The world of biomaterials is really still in its infancy within the plastics industry. Currently, most biopolymers on the market are intended to replace commodity grade plastics, such as polystyrene or polyethylene, though there are some materials which are being developed for engineering grade applications, as well. Additionally, there is a great deal of time and money being spent to further this market and increase the material selection currently available. However, for those who aren’t already familiar with the materials, some of the terminologies used to classify biopolymers can be somewhat ambiguous. Words like “bio-based” or “bio-degradable” might sound alike, but they do not necessarily mean the same thing. So, if you’re in the market for a green material solution for your injection molding project or even if you’re just a bit confused by an existing product’s marketing terminology, here are some quick definitions to help you navigate basic biopolymer properties:

Bio-degradable- This is the most commonly misinterpreted term. Biodegradable means that a material will break down into biologically useful components in natural environments, without pressure or high heats. This means that a biodegradable material will, theoretically, dissolve on the side of the road, on a forest floor, or at the bottom of a lake.
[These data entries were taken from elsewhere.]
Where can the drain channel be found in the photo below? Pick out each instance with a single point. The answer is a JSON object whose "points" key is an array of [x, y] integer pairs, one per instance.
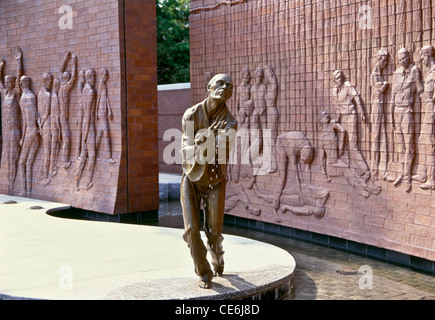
{"points": [[348, 271]]}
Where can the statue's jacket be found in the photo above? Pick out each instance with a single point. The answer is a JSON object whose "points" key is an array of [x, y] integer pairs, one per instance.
{"points": [[208, 174]]}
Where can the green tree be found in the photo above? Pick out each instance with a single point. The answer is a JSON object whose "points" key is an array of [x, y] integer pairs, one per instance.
{"points": [[173, 46]]}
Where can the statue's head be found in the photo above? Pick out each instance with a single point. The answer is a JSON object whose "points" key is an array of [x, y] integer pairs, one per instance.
{"points": [[25, 82], [220, 87], [404, 57], [104, 74], [307, 154], [56, 85], [47, 81], [259, 74]]}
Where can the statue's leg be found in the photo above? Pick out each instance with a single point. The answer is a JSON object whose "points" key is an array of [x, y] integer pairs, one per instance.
{"points": [[213, 225], [190, 203]]}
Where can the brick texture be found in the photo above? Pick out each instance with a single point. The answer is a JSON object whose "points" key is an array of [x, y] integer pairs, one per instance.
{"points": [[104, 34], [304, 42]]}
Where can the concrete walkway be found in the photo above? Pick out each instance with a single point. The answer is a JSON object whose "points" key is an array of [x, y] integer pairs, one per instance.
{"points": [[45, 257]]}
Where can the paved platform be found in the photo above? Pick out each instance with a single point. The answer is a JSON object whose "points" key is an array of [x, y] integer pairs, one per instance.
{"points": [[45, 257]]}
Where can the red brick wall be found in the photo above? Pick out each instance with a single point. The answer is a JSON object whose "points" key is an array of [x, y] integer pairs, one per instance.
{"points": [[172, 105], [304, 42], [142, 109], [97, 38]]}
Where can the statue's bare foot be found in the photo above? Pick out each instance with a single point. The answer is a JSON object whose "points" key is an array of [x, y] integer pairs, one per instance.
{"points": [[67, 164], [204, 284]]}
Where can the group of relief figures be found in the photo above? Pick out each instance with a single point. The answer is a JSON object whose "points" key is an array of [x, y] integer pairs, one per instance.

Compostable- This means that a material can be broken down in the presence of oxygen, heat, and pressure into components which will be biologically useful. Keep in mind that these materials can be produced with varying degrees of compostability—some materials might be able to break down in a consumer’s small compost pile at home, while others may need to be processed in an industrial composting facility using high heat and pressure in order to break down properly.

Bio-based- This means that the material was produced using renewable sources of plant matter (such as potato or corn starch), as opposed to petroleum products. Bio-based materials may or may not be biodegradable or compostable.

As the popularity of biomaterials increases, new and improved products will become available on the market offering properties comparable to current petroleum based engineering grade plastics.